I believe it is real and likely Scandinavian (Swedish).  I suspect 1880's.  Not quite the value of the American historicals, but there is a market for them.


----------



## coreya (Oct 8, 2020)

fantasy item looks like 70's era. Just my opinion


----------



## sandchip (Oct 8, 2020)

nhpharm said:


> I believe it is real and likely Scandinavian (Swedish).  I suspect 1880's.  Not quite the value of the American historicals, but there is a market for them.



So far, you seem to be hitting closest.  Not that an ebay listing is the gospel, but it sure reinforces your opinion.  Same basic design, completely different mold detail.  Don't know what that would suggest, different period or just a different maker.  The ebay example also has what looks like an open pontil.

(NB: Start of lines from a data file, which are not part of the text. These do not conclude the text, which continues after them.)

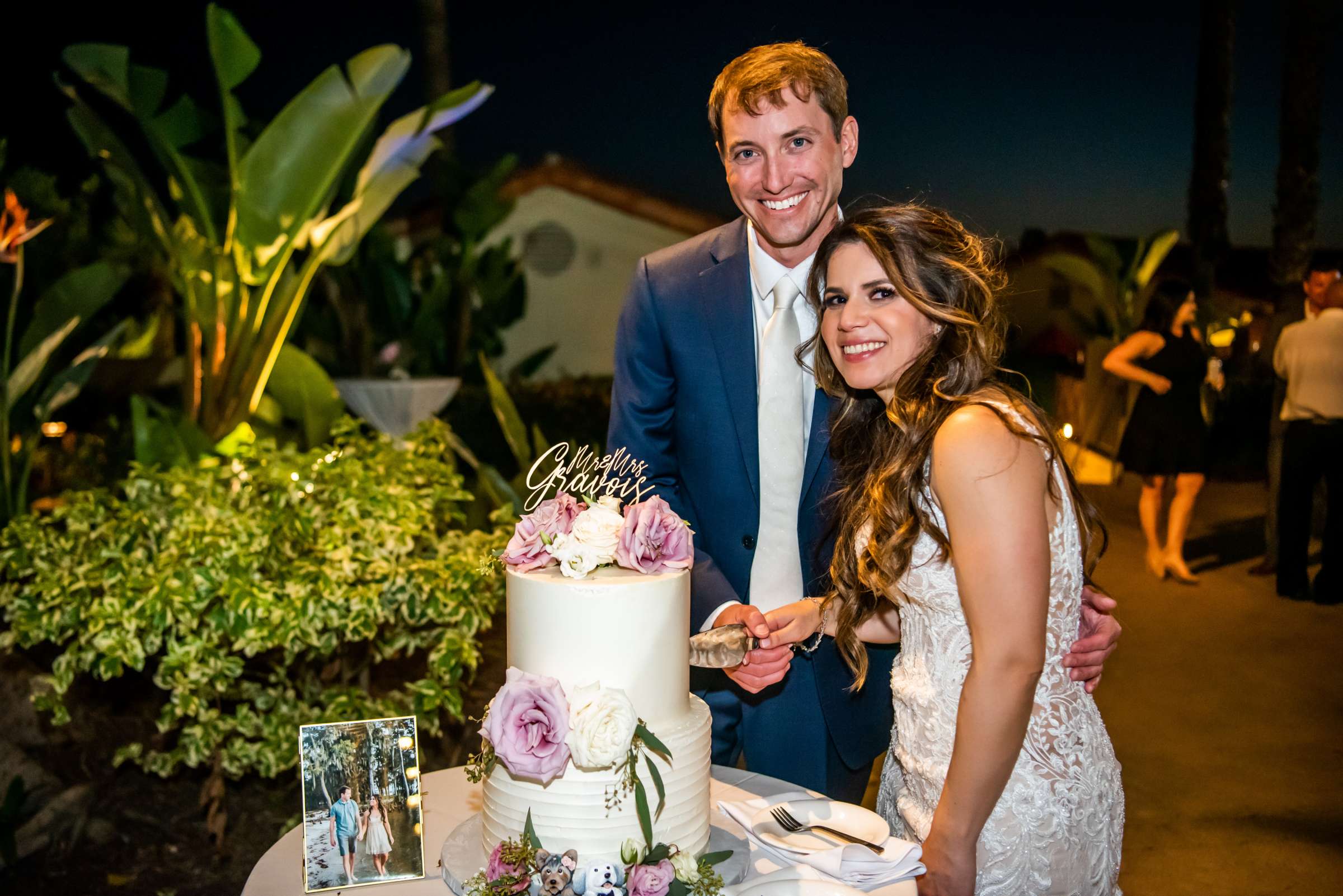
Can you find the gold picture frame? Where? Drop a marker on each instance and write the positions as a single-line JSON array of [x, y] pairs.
[[373, 758]]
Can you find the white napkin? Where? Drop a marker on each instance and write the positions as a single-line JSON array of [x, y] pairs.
[[852, 864], [791, 873]]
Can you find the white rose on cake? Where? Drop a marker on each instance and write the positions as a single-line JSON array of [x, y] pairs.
[[599, 527], [576, 558], [602, 726]]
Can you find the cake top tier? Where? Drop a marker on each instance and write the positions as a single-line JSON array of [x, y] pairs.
[[616, 628]]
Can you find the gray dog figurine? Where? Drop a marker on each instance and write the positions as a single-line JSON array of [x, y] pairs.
[[556, 874]]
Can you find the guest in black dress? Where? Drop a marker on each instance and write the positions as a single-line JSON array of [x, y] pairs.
[[1166, 436]]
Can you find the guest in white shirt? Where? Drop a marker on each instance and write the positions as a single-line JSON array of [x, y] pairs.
[[1319, 275], [1310, 357]]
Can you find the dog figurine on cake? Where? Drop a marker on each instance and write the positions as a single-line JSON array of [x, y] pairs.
[[601, 879]]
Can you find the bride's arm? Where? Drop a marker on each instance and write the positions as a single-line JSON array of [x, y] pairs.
[[992, 486]]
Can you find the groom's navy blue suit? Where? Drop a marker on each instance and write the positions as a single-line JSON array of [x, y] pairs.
[[684, 400]]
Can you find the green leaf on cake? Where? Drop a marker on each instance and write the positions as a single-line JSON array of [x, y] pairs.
[[650, 741], [657, 784], [529, 832], [641, 803]]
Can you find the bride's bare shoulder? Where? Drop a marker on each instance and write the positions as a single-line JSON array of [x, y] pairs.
[[974, 439]]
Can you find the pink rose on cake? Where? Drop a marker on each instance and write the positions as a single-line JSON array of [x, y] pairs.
[[528, 723], [652, 880], [655, 540], [528, 550]]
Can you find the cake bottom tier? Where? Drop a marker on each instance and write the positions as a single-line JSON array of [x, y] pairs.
[[571, 812]]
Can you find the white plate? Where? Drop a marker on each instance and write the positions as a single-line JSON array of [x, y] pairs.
[[798, 888], [841, 816]]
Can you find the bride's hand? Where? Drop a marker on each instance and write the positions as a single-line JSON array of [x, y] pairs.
[[951, 867], [1098, 635], [793, 623]]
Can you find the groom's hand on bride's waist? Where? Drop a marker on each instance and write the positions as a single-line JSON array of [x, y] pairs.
[[1098, 634], [763, 666]]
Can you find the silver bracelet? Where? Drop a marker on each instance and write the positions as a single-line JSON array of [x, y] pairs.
[[821, 629]]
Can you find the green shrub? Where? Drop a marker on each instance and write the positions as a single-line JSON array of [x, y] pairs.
[[261, 593]]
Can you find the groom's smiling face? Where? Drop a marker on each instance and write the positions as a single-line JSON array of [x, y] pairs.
[[785, 171]]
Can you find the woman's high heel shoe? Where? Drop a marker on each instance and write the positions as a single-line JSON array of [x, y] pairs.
[[1157, 564], [1178, 570]]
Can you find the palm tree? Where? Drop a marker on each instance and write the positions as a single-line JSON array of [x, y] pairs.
[[1212, 142], [1299, 147]]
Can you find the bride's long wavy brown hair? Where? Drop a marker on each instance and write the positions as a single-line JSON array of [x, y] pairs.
[[881, 450]]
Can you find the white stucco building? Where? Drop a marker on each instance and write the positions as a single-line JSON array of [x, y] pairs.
[[579, 238]]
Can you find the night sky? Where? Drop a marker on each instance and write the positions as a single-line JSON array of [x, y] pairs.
[[1012, 116]]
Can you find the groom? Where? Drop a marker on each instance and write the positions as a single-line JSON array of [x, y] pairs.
[[735, 433]]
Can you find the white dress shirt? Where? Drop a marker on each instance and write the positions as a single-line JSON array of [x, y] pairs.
[[764, 273], [1310, 357]]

						c1860 Swedish Pint Pitkin Historical Flask Pontiled Crowned Lion & Grapes blown   | eBay
					

A fabulous pint sized clear or slightly smoky glass Swedish historical flask with overall pitkin style ribbing and a bunch of grapes to obverse and crowned lion rampant on a crowned shield to reverse.



					www.ebay.com


----------



## Hamco (Oct 10, 2020)

I sent pics to Bill Lindsey at the historic bottle site and he indicates it is real but Norwegian or Scandinavian made - Lion holding an axe is the country symbol of Norway.  he says it dates from the 1840's to 1880's.


----------



## saratogadriver (Oct 12, 2020)

Don't know about country of origin but I've always believed that these were continental as well.

Jim G





nhpharm said:


> I believe it is real and likely Scandinavian (Swedish).  I suspect 1880's.  Not quite the value of the American historicals, but there is a market for them.


----------



## Palani (Oct 15, 2020)

Have no clue but good looking flask nice find.


----------